Partnership Short of Alliance: Military Cooperation Between Russia and China

Executive Summary:

  • Before 2014, military cooperation between Russia and China was characterized by pragmatic, practical considerations: Russia contributed to the modernization of China’s armed forces by selling various types of weaponry, while Beijing was a lucrative market for Russia’s military-industrial complex.
  • Since the illegal annexation of Crimea, Russia has lost access both to  Ukraine’s defense industry and to its Western military-industrial partners. This has left Russia with China as the sole remaining major source of much-needed imported military technology and components. In exchange, China has received access to advanced Russian missile, air defense, and electronic warfare technology. Deepening cooperation has also been demonstrated by the growing frequency of joint military exercises. As of early 2025, Beijing was a crucial, irreplaceable enabler of Russia’s sustained war efforts against Ukraine.
  • Meanwhile, despite declarations about a “no-limits” partnership, the cooperation is indeed limited. While Russia and China share a strong anti-US stance, Beijing is unwilling to limit its own strategic autonomy and freedom of maneuver by making any commitment to Russia that would lead to an open conflict with the West or the introduction of sanctions.
  • A prime example of the limits of Sino-Russian relations is Beijing’s refusal to officially recognize any Russian territorial gains since 2014. Limited trust is also reflected in the joint Russian-Sino military exercises, as these maneuvers are more about demonstrating the will of cooperation to the outside world than improving interoperability between Russian and Chinese armed forces.
  • Due to these limitations, while military cooperation along shared interests will continue, it is extremely unlikely that it will develop into any functioning, institutionalized alliance.

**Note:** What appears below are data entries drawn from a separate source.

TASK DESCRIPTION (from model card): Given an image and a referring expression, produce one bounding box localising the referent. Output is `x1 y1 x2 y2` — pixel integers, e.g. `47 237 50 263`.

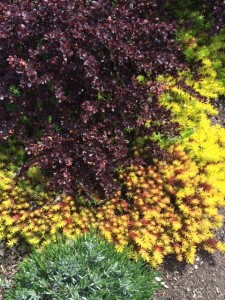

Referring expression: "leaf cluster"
0 0 183 196
5 232 159 300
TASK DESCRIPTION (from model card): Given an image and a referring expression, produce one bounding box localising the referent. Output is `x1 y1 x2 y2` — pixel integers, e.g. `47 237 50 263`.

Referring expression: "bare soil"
155 99 225 300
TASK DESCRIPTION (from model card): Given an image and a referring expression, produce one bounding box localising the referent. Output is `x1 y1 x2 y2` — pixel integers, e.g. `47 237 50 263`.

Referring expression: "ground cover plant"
0 0 225 274
5 232 159 300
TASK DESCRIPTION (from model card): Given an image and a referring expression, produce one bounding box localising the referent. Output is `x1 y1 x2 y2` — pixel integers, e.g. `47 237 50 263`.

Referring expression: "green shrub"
5 232 158 300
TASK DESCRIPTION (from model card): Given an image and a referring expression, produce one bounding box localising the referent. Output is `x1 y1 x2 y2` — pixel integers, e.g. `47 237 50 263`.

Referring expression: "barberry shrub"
5 233 159 300
0 140 225 267
0 0 183 196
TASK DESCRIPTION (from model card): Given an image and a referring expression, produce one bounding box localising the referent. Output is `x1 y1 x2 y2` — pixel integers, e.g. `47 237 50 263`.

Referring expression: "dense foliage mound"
0 0 185 195
5 234 158 300
0 0 225 267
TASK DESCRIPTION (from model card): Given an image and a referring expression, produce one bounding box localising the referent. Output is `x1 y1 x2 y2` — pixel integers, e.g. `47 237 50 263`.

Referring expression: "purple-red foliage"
0 0 183 195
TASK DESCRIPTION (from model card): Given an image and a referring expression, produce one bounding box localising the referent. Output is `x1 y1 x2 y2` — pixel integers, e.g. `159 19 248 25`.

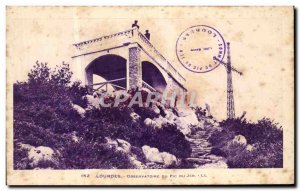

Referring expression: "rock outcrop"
142 145 177 166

The growing military-technical partnership between Russia and China has become an increasingly influential factor in shaping global security dynamics, particularly in the context of Russia’s ongoing full-scale war against Ukraine. Since February 2022, China has gradually become one of the key enablers of sustaining Russia’s war effort, particularly when it comes to the defense industry. However, to understand this change, it is necessary to study the earlier periods of military relations between Beijing and Moscow, because many elements of their contemporary cooperation were built on foundations laid down well before 2022.

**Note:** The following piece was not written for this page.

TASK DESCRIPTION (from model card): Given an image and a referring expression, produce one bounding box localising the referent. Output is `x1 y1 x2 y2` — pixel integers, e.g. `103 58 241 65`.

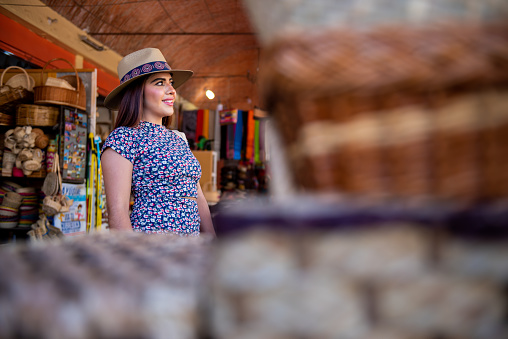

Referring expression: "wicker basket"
34 58 86 110
0 66 34 115
16 105 59 126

This paper assesses the depth and dynamics of Russian-Sino military cooperation, by comparing the era that preceded the breakout of the Russia-Ukraine war in 2014 to the 2014-2022 period and to the one that followed the full-scale escalation. The “fog of war” means there is very limited reliable information about the details of contemporary military-technological cooperation between Moscow and Beijing. This particularly concerns details about ongoing weapons and arms component transfers. Nevertheless, we can draw some conclusions about the general trends of military cooperation between the two countries, especially given the absence of certain actions and commitments, which are indicative of the limits of their military cooperation.

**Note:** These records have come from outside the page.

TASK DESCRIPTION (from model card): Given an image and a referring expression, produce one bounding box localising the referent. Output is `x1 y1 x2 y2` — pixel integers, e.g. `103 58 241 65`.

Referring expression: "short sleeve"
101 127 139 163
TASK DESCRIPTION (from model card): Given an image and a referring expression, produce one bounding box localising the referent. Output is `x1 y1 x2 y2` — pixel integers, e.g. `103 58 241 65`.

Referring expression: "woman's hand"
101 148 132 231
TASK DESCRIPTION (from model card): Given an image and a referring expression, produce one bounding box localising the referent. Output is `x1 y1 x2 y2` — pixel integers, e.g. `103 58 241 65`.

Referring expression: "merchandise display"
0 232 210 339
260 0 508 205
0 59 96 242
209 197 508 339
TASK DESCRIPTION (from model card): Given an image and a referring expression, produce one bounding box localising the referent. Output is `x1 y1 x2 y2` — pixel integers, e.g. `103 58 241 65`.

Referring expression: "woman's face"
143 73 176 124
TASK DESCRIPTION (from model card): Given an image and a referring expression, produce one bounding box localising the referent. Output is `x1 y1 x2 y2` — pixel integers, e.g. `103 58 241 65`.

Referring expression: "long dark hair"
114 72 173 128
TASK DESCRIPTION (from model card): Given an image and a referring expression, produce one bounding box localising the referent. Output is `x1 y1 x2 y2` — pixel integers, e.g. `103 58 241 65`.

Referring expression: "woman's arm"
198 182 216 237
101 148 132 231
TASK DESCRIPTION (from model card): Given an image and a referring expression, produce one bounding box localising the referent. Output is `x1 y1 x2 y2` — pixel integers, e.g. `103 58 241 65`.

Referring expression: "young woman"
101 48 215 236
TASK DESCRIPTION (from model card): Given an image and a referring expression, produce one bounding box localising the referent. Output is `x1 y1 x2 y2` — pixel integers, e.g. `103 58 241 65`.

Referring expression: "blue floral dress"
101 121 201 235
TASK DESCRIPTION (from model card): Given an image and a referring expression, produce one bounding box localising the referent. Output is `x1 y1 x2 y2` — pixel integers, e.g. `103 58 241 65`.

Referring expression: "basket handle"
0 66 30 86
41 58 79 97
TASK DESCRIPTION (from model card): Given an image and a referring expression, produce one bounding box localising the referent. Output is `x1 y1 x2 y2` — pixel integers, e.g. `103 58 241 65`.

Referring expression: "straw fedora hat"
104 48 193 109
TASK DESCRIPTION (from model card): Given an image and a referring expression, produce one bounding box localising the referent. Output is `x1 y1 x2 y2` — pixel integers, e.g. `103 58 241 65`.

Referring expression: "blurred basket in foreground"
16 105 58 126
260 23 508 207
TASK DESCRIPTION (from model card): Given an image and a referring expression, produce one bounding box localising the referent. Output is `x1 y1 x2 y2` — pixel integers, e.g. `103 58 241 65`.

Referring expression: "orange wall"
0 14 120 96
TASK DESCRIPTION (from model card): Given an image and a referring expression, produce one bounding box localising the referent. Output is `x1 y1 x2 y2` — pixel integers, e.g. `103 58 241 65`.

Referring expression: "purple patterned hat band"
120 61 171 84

The Beginning: A Pragmatic, Practical Partnership

The military cooperation of post-Soviet Russia and China began as a relatively straightforward arms trade relationship in the 1990s and has evolved into a complex partnership. Beijing needed weapons and military equipment from Russia to increase and modernize its armed forces. Meanwhile, Russia desperately needed export markets for the survival of its large military-industrial complex inherited from the Soviet era. The massive stockpiles of ex-Soviet weaponry enabled Moscow to provide Beijing with less advanced weapons, but in huge numbers. China particularly needed Russian technology for modernizing its air force, air defense, and navy.